A tia da linha
Alfonso Sánchez Coello, "Catarina de Áustria, Rainha de Portugal", circa 1550
As “tias da linha” são uma estirpe urbana, de classe média-alta (tipo A/B) com habitat preferencial na região de Lisboa. Na sua grande maioria são do género feminino, mas foram detectados fenótipos desta índole noutros sexos.
A estirpe manifesta-se ao correr de três sintomas, a saber: uma segurança absoluta nas suas opiniões, concorrente com uma grande superficialidade fenomenológica dessas mesmas opiniões e uma arrogância social tanto mais acentuada quanto mais distante da vida comum. Dado o carácter um pouco evanescente da sua caracterização, as “tias da linha” são muito copiadas e falsificadas, pelo que a autenticidade só pode ser apurada mediante um processo científica denominado “interrogatório”. É no acumular de dislates, petulâncias, trejeitos classistas, mas sobretudo por um tom de voz despachadíssimo, altissonante e peremptório, que os peritos confirmam a legitimidade de um indivíduo como integrante na estirpe.
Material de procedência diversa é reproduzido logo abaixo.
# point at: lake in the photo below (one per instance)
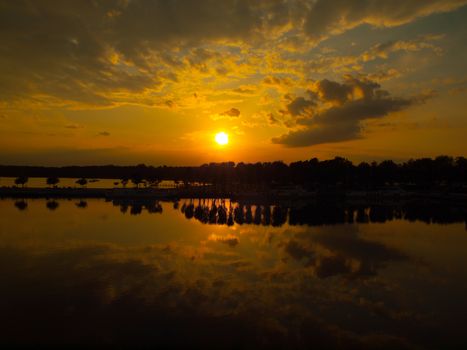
(324, 275)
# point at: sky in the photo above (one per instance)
(129, 82)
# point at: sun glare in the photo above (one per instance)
(222, 138)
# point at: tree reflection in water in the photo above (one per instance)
(315, 214)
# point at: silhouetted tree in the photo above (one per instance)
(21, 180)
(82, 182)
(52, 205)
(52, 181)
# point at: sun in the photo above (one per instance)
(222, 138)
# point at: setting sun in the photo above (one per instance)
(222, 138)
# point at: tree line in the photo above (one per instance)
(313, 173)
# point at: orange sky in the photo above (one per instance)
(152, 82)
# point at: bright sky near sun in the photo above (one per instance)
(126, 82)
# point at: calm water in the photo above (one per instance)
(97, 272)
(41, 182)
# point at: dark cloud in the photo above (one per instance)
(102, 53)
(301, 106)
(353, 101)
(232, 112)
(326, 18)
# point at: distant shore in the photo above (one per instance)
(208, 192)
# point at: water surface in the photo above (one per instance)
(128, 272)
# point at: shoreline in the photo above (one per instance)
(206, 192)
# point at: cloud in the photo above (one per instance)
(300, 106)
(327, 18)
(339, 111)
(106, 53)
(232, 112)
(73, 126)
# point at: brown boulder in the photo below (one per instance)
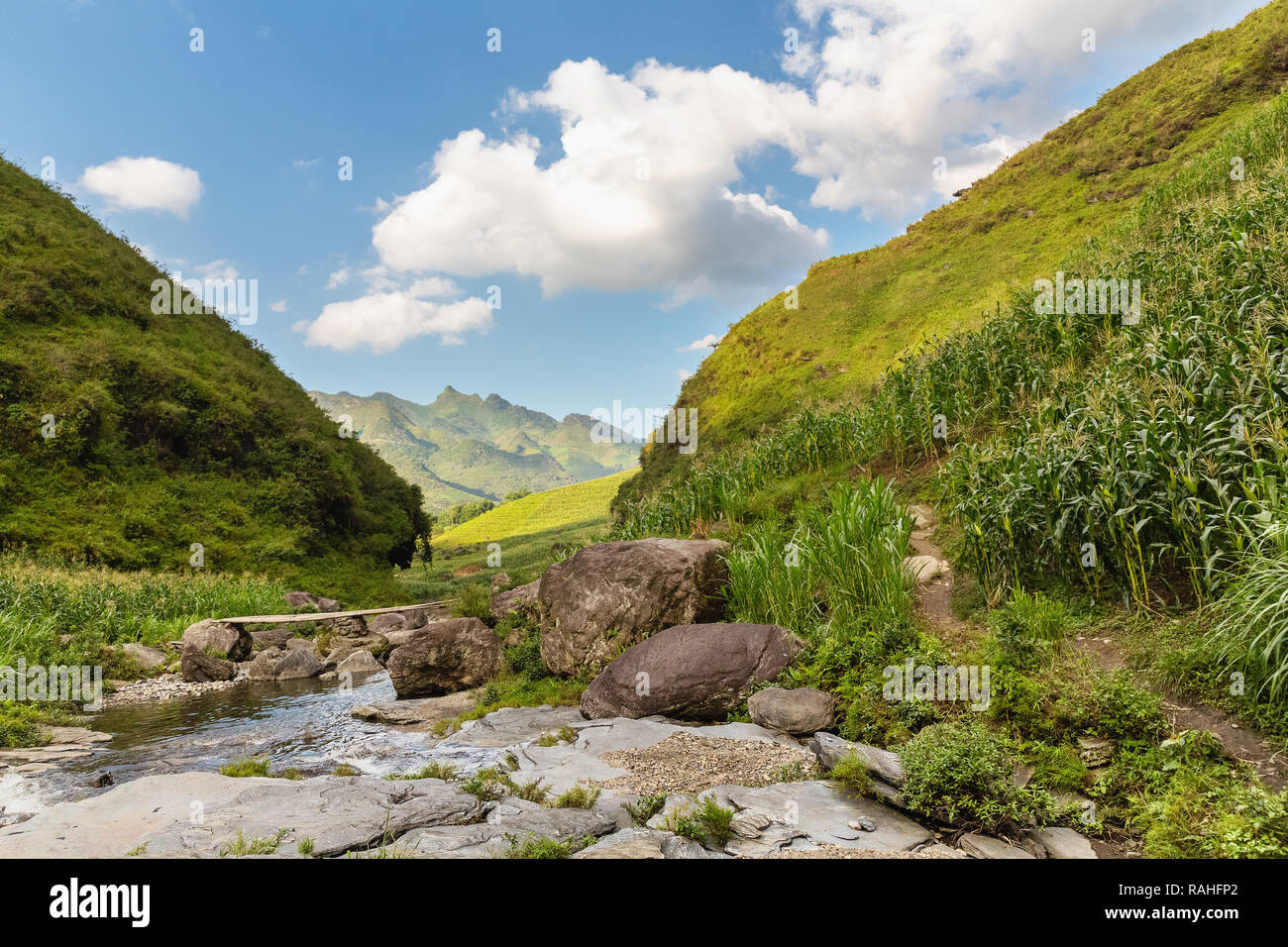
(198, 667)
(514, 599)
(443, 657)
(691, 672)
(804, 710)
(211, 634)
(614, 594)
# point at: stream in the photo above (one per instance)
(303, 723)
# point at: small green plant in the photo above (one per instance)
(248, 766)
(964, 774)
(263, 845)
(430, 771)
(645, 808)
(578, 797)
(853, 772)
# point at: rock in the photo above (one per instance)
(819, 813)
(614, 594)
(296, 664)
(881, 764)
(803, 710)
(511, 823)
(271, 637)
(984, 847)
(1064, 843)
(308, 602)
(360, 663)
(384, 624)
(926, 567)
(209, 634)
(198, 667)
(417, 710)
(691, 672)
(143, 656)
(445, 657)
(514, 599)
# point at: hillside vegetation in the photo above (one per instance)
(462, 449)
(167, 431)
(861, 312)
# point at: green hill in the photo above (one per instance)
(861, 312)
(167, 431)
(462, 447)
(576, 505)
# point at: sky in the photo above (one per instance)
(563, 202)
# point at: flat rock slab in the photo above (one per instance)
(818, 812)
(645, 843)
(416, 710)
(510, 823)
(196, 814)
(1063, 843)
(514, 725)
(984, 847)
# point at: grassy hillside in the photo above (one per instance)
(861, 312)
(545, 512)
(462, 447)
(168, 431)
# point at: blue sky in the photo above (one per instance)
(681, 196)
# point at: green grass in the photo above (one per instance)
(168, 431)
(859, 313)
(553, 509)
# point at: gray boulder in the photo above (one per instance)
(200, 668)
(803, 710)
(691, 672)
(614, 594)
(445, 657)
(211, 634)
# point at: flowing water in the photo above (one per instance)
(300, 723)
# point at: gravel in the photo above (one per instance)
(688, 764)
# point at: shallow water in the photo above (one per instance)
(301, 723)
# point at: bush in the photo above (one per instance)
(962, 772)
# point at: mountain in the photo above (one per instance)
(128, 436)
(861, 312)
(462, 447)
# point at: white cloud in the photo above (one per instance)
(707, 341)
(145, 183)
(384, 321)
(644, 188)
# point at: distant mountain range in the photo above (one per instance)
(463, 447)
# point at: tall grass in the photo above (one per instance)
(95, 605)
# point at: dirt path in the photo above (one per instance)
(934, 605)
(1188, 714)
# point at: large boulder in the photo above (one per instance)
(804, 710)
(614, 594)
(200, 668)
(691, 672)
(445, 657)
(514, 599)
(214, 635)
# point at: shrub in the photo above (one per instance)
(962, 772)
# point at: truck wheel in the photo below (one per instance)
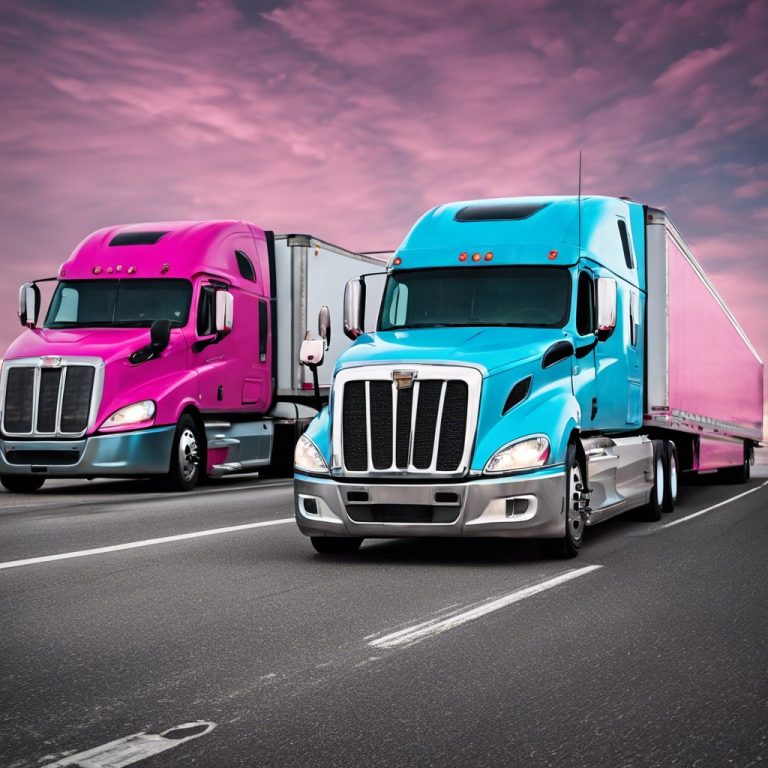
(672, 478)
(184, 471)
(655, 506)
(336, 545)
(22, 483)
(568, 545)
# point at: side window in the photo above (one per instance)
(585, 305)
(634, 317)
(399, 305)
(205, 311)
(245, 266)
(625, 244)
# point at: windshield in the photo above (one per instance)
(118, 303)
(513, 296)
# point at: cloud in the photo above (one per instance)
(349, 120)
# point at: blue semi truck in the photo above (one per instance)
(538, 365)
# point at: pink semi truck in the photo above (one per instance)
(169, 349)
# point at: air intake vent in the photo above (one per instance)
(136, 238)
(499, 212)
(517, 394)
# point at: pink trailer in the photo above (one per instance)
(689, 327)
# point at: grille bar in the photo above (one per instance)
(426, 428)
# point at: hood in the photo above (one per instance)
(490, 349)
(110, 344)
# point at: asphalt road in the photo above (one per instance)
(649, 649)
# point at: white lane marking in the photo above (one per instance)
(138, 746)
(145, 543)
(437, 626)
(709, 509)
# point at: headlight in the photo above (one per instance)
(131, 414)
(307, 458)
(523, 454)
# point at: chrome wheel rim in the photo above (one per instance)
(188, 455)
(659, 481)
(574, 521)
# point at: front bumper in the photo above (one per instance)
(120, 454)
(530, 505)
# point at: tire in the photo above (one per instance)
(568, 546)
(186, 457)
(336, 545)
(740, 474)
(653, 510)
(671, 478)
(22, 483)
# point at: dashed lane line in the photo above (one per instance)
(426, 629)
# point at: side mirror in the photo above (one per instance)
(606, 307)
(159, 338)
(312, 352)
(29, 305)
(354, 308)
(225, 306)
(324, 325)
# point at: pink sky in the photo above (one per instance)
(349, 119)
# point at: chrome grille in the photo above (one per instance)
(425, 428)
(44, 401)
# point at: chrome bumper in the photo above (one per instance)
(530, 505)
(121, 454)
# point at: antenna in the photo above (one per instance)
(579, 203)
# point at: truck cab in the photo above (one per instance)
(503, 392)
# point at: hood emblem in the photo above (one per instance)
(404, 379)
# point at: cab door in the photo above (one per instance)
(585, 343)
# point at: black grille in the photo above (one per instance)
(402, 513)
(19, 399)
(411, 423)
(453, 426)
(77, 398)
(46, 458)
(355, 427)
(68, 406)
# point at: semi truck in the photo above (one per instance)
(538, 366)
(170, 349)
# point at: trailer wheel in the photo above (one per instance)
(336, 545)
(671, 478)
(575, 479)
(184, 472)
(22, 483)
(655, 506)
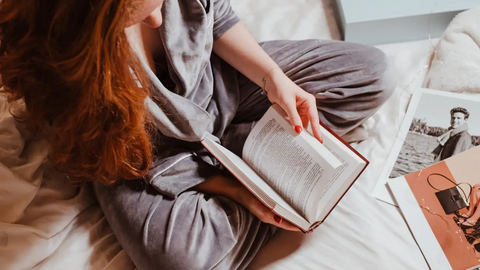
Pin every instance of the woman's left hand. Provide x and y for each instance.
(300, 106)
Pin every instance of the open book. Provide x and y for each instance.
(293, 174)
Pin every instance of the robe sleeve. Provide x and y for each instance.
(177, 170)
(224, 17)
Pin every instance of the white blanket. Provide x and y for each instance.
(45, 223)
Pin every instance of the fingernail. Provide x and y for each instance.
(277, 219)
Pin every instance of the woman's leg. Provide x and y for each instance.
(350, 81)
(193, 231)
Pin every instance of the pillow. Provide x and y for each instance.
(455, 66)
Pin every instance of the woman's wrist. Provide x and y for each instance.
(271, 79)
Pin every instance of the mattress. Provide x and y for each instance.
(47, 224)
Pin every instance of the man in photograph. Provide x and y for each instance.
(456, 139)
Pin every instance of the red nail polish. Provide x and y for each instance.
(277, 219)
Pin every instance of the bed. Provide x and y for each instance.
(45, 223)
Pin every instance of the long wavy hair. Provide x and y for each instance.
(71, 64)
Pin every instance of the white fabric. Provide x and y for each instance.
(47, 224)
(456, 64)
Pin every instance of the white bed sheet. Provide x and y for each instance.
(58, 226)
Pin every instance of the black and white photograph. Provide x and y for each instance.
(442, 127)
(436, 126)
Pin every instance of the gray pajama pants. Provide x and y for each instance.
(199, 231)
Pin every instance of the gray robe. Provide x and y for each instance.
(160, 221)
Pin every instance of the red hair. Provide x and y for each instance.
(71, 64)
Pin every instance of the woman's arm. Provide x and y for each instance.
(231, 188)
(238, 48)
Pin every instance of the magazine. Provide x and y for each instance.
(437, 125)
(440, 204)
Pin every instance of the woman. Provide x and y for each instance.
(127, 90)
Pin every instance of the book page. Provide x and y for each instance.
(351, 166)
(250, 179)
(297, 166)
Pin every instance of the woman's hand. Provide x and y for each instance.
(300, 106)
(257, 208)
(233, 189)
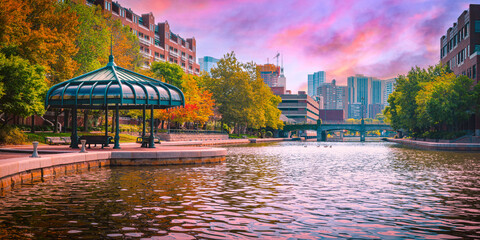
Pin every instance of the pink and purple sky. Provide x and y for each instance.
(378, 38)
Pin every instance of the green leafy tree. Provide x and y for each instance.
(241, 96)
(168, 72)
(403, 111)
(231, 90)
(25, 84)
(93, 38)
(41, 31)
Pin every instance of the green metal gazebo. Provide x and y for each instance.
(113, 87)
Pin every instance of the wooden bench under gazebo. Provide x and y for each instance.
(113, 87)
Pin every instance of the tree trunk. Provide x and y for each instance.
(55, 122)
(66, 116)
(33, 124)
(85, 120)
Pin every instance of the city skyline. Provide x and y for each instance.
(375, 38)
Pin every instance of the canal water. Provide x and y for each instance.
(276, 191)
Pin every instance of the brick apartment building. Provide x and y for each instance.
(460, 48)
(157, 41)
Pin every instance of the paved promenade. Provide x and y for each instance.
(18, 168)
(437, 146)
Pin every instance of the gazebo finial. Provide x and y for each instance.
(110, 58)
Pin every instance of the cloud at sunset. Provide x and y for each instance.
(379, 38)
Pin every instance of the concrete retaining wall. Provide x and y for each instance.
(15, 172)
(437, 146)
(191, 137)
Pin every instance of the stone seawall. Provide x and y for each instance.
(469, 147)
(191, 137)
(15, 172)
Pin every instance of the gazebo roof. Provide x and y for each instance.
(113, 85)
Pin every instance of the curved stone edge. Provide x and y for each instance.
(467, 147)
(20, 171)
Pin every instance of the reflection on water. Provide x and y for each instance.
(276, 191)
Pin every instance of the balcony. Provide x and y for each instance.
(146, 55)
(174, 54)
(144, 41)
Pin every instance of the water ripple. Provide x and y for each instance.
(270, 191)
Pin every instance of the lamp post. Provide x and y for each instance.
(362, 126)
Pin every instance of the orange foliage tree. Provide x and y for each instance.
(198, 104)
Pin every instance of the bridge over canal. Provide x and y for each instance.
(323, 128)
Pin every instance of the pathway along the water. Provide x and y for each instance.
(276, 191)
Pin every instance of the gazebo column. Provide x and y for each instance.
(151, 140)
(144, 121)
(74, 137)
(117, 129)
(106, 124)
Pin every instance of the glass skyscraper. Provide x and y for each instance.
(314, 81)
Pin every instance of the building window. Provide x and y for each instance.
(477, 25)
(474, 71)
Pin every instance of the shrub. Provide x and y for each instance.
(12, 135)
(268, 134)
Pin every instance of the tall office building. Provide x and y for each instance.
(314, 81)
(300, 107)
(333, 101)
(388, 87)
(206, 63)
(359, 95)
(270, 74)
(376, 105)
(157, 41)
(334, 96)
(460, 50)
(281, 84)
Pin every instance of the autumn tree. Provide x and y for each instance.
(198, 104)
(168, 72)
(241, 96)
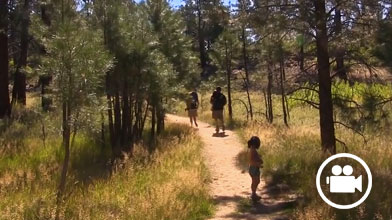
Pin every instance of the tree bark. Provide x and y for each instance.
(5, 107)
(340, 67)
(228, 76)
(66, 145)
(327, 128)
(270, 115)
(282, 90)
(247, 83)
(200, 35)
(19, 90)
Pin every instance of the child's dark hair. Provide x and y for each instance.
(254, 141)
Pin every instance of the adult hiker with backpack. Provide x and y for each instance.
(218, 101)
(192, 104)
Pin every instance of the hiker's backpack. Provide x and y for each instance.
(219, 101)
(194, 102)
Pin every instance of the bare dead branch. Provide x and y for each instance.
(353, 129)
(313, 104)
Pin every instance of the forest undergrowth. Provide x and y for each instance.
(167, 184)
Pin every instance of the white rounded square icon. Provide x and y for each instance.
(342, 180)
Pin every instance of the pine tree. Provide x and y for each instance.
(5, 108)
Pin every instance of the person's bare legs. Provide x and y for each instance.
(190, 118)
(194, 120)
(255, 183)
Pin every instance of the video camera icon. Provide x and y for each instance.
(346, 183)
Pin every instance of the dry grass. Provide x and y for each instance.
(169, 184)
(292, 156)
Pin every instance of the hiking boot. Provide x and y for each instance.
(255, 197)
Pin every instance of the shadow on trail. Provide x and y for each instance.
(250, 210)
(221, 134)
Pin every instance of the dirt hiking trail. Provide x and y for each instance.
(230, 186)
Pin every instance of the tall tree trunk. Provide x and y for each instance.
(327, 128)
(301, 58)
(340, 67)
(282, 90)
(160, 117)
(153, 125)
(245, 59)
(19, 90)
(5, 107)
(244, 54)
(125, 117)
(269, 94)
(228, 76)
(200, 35)
(66, 145)
(117, 119)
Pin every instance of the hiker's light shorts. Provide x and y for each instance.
(217, 114)
(192, 113)
(254, 171)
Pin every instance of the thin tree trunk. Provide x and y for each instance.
(153, 125)
(301, 58)
(19, 90)
(247, 82)
(340, 67)
(66, 145)
(125, 117)
(245, 55)
(200, 34)
(266, 105)
(160, 117)
(117, 120)
(327, 128)
(5, 107)
(228, 76)
(282, 90)
(269, 94)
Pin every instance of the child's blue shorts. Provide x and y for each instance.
(254, 171)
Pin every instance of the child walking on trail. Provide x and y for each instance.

As “tias da linha” podem irromper de súbito e assumindo formas inesperadas, às vezes em aparente contradição com o que delas é expectável. Um caso muito discutido recentemente tem sido o da Doutora (por extenso) Raquel Varela (DRV). Alguns estudiosos ficaram surpreendidos por DRV perfilhar um dos alelos da célula trotskista, o que deveria situá-la mais ou menos do lado esquerdo do espectro político. Para esses especialistas, semelhante ideologia, ao manifestar-se no seio de uma grelha comportamental, mental e emocional, tipicamente de “tia da linha” faria de DRV uma impostora. Outros estudiosos, porém, não cessam de apelar à abertura de espírito, declarando que DRV em tudo se conforma ao estereótipo da “tia da linha” e não será por um pormenor de somenos que o deixa de ser. Senão veja-se:
1. A pose altiva de grande senhora gentrificada, equidistante em partes iguais da modéstia plebeia, da contenção dos nobres de espírito e da sincera curiosidade científica (baseada na dúvida). Pose essa ornamentada por todos os tiques de indumentária e estilo de vida distintivos da classe média-alta (automóvel de boa marca, casa com quintal, echarpes evanescentes ou o little black dress de Chanel; dados que DRV exibe e refere nalguns dos seus panfletos).
2. Uma irresistível tendência opinativa, estribada em rasos lugares comuns expelidos como verdades insofismáveis. Opiniões, acresce, reveladoras de uma relação com a realidade equívoca e disfuncional, própria dos alienados sociais.
3. Um falar em público taxativo, impiedoso, e de supina soberba, tanto mais acentuado quanto mais lunática é a opinião expressa.
Até este momento ainda não é cabal o esclarecimento se a Doutora (por extenso) Raquel Varela é uma fraude ou simplesmente néscia, mas a investigação prossegue.